Gdo Italia, prima settimana di settembre a +1,54%
La grande distribuzione organizzata chiude il 31 agosto-6 settembre con un progresso dell’1,54% sul 2025, trainata da Sud, Nord-Est e Centro. Solo il Nord-Ovest arretra.
La grande distribuzione organizzata italiana ha iniziato settembre con un segno positivo, confermando il miglioramento già emerso nella rilevazione precedente. Tra il 31 agosto e il 6 settembre, i fatturati della Gdo sono saliti dell’1,54% rispetto alla stessa settimana del 2025, secondo i dati NielsenIQ sul trend delle vendite. Il quadro resta quindi favorevole, ma non uniforme sul territorio.
Il quadro territoriale
La dinamica è stata sostenuta soprattutto dalle aree del Mezzogiorno e del Nord-Est, mentre il Nord-Ovest ha mostrato un andamento opposto. La macro area che comprende Piemonte, Valle d’Aosta, Liguria e Lombardia ha chiuso la settimana con una flessione dello 0,61%. Il resto del Paese ha invece registrato un’evoluzione positiva, segnalando una ripresa diffusa della spesa nella distribuzione organizzata.
Nel dettaglio, il Sud ha messo a segno l’incremento più robusto, pari al 3,48%. Bene anche il Nord-Est, con un progresso del 2,39%, e il Centro, che ha segnato un aumento del 2,09%. La lettura complessiva è quella di un mercato che continua a crescere, pur con differenze marcate tra le diverse aree geografiche.
Cosa indica per il mercato
Il dato settimanale rafforza l’idea di una domanda ancora vivace nei canali della Gdo, almeno sul piano del fatturato. La variazione positiva non è però omogenea e il rallentamento del Nord-Ovest mostra che il trend nazionale resta esposto a squilibri regionali. Per gli operatori, il segnale più utile è nella tenuta complessiva del comparto, accompagnata da una netta divergenza nelle performance territoriali.
La sequenza delle ultime rilevazioni suggerisce inoltre che l’andamento di inizio settembre sia stato migliore rispetto a quello della settimana precedente.
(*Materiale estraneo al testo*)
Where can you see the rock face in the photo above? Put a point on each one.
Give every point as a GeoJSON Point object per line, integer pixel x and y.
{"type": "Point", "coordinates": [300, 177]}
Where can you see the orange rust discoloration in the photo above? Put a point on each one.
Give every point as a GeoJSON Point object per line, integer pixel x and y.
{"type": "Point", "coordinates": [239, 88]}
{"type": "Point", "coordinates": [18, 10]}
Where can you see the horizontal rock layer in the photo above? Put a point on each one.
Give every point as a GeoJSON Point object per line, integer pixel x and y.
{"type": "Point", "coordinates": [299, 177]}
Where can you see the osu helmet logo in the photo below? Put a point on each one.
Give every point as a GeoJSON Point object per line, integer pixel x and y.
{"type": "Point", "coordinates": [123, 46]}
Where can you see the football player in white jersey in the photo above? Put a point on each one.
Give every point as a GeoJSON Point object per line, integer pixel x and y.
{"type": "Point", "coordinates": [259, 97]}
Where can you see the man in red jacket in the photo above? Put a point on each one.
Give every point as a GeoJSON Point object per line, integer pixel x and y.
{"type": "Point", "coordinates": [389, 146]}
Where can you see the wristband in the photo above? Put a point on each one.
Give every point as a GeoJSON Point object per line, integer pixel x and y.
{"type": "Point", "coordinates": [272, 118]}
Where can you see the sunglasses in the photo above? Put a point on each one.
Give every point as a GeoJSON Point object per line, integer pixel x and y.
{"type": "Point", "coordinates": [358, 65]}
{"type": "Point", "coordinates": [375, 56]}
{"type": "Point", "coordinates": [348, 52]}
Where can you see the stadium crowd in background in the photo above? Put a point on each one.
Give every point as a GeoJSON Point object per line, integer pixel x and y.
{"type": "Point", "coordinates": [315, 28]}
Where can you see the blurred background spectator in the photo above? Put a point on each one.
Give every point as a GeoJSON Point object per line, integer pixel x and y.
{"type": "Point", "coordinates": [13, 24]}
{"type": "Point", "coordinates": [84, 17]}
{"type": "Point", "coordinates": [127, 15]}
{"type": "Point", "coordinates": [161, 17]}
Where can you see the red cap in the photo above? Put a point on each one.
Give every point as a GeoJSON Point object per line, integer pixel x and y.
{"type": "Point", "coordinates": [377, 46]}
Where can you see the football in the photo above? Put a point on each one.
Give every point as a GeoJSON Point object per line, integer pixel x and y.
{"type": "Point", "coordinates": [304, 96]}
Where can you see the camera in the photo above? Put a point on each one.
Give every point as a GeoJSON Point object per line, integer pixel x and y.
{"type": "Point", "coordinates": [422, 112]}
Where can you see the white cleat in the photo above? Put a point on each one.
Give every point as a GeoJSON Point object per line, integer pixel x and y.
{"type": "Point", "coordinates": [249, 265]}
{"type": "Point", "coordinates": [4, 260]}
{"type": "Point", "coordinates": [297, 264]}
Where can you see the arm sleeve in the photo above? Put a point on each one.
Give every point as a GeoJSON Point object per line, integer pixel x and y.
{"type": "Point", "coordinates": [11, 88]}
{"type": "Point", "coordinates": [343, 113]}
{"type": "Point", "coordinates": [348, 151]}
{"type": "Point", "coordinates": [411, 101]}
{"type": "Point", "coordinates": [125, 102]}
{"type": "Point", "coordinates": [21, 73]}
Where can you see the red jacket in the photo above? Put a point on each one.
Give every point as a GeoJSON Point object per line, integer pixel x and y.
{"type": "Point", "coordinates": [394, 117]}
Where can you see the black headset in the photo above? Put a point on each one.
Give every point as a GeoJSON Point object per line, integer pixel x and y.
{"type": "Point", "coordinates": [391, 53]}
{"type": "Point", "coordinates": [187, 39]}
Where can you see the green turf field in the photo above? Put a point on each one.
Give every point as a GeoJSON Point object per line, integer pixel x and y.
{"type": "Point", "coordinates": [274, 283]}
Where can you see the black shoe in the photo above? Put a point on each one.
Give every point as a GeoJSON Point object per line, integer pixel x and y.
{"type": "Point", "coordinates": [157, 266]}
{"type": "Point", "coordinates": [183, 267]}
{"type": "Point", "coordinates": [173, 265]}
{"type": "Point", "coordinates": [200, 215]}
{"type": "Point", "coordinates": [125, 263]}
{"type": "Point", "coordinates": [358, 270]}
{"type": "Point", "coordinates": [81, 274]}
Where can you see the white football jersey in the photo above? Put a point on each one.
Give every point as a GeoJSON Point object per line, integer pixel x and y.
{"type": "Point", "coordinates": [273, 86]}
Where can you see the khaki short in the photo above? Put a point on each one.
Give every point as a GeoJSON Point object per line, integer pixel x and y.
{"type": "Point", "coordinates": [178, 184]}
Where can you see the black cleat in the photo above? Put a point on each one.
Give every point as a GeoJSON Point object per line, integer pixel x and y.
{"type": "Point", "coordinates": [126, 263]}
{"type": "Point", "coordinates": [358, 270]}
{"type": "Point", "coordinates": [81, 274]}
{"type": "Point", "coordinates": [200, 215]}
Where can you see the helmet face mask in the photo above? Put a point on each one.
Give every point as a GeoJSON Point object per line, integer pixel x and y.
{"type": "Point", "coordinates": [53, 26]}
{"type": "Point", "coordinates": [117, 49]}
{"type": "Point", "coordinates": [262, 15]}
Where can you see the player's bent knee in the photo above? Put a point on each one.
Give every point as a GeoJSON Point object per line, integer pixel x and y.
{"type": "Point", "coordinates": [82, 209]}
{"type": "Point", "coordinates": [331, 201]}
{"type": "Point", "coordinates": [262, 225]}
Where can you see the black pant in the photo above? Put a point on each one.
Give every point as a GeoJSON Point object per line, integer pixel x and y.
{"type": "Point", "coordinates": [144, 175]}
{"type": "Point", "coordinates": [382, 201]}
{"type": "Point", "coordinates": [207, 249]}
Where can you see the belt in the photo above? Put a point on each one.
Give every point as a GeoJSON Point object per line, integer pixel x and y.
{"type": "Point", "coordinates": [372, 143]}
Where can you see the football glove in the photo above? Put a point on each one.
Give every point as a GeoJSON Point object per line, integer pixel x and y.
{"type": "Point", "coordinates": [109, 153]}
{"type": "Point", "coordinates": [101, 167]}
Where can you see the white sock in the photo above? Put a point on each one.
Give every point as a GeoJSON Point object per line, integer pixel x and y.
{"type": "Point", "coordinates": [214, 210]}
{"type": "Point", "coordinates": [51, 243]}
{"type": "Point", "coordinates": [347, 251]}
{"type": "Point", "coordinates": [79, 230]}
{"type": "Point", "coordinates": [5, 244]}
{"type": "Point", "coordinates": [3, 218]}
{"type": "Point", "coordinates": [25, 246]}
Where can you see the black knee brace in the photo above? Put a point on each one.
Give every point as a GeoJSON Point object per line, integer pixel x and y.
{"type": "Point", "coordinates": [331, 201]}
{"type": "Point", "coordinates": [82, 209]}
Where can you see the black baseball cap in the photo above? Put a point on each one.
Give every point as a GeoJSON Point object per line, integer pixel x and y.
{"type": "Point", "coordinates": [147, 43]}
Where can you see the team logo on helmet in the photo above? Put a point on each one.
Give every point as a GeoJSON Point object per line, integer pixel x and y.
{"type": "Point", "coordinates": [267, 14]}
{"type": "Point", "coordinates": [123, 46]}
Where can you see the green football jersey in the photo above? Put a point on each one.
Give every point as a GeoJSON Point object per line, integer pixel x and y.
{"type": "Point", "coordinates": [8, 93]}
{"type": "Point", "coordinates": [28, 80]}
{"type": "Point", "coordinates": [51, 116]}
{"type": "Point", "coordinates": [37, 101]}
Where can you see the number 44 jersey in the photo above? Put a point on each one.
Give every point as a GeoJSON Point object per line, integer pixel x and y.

Il progresso dell’1,54% indica un’accelerazione del ritmo di crescita, ma il dato va letto come fotografia di una sola settimana. In questo quadro, il contributo delle aree del Sud e del Nord-Est è stato decisivo per compensare la debolezza del Nord-Ovest.
Per la Gdo italiana, il passaggio tra fine agosto e prima settimana di settembre conferma quindi una fase positiva, sostenuta soprattutto dalla spinta di alcune macro aree. Il mercato continua a muoversi su livelli superiori a quelli dell’anno scorso, ma con una geografia delle vendite ancora molto diseguale. È un elemento rilevante per leggere la distribuzione dei consumi sul territorio e l’evoluzione dei ricavi del settore.
Questo articolo non è una consulenza di investimento e non raccomanda alcun titolo, livello o direzione; il movimento di una sola seduta non dimostra una tendenza. Per il contesto Economia, Banca Centrale, Deficit delle Partite Correnti, per i termini il glossario finanziario.
Domande frequenti
Di quanto è cresciuta la Gdo italiana nella prima settimana di settembre?
L’aumento è stato dell’1,54% nel confronto con la stessa settimana del 2025.
Quale area ha registrato il risultato migliore?
Il Sud ha segnato il progresso più forte, con un +3,48%.
Quale macro area ha chiuso in calo?
Il Nord-Ovest è stata l’unica area negativa, con una flessione dello 0,61%.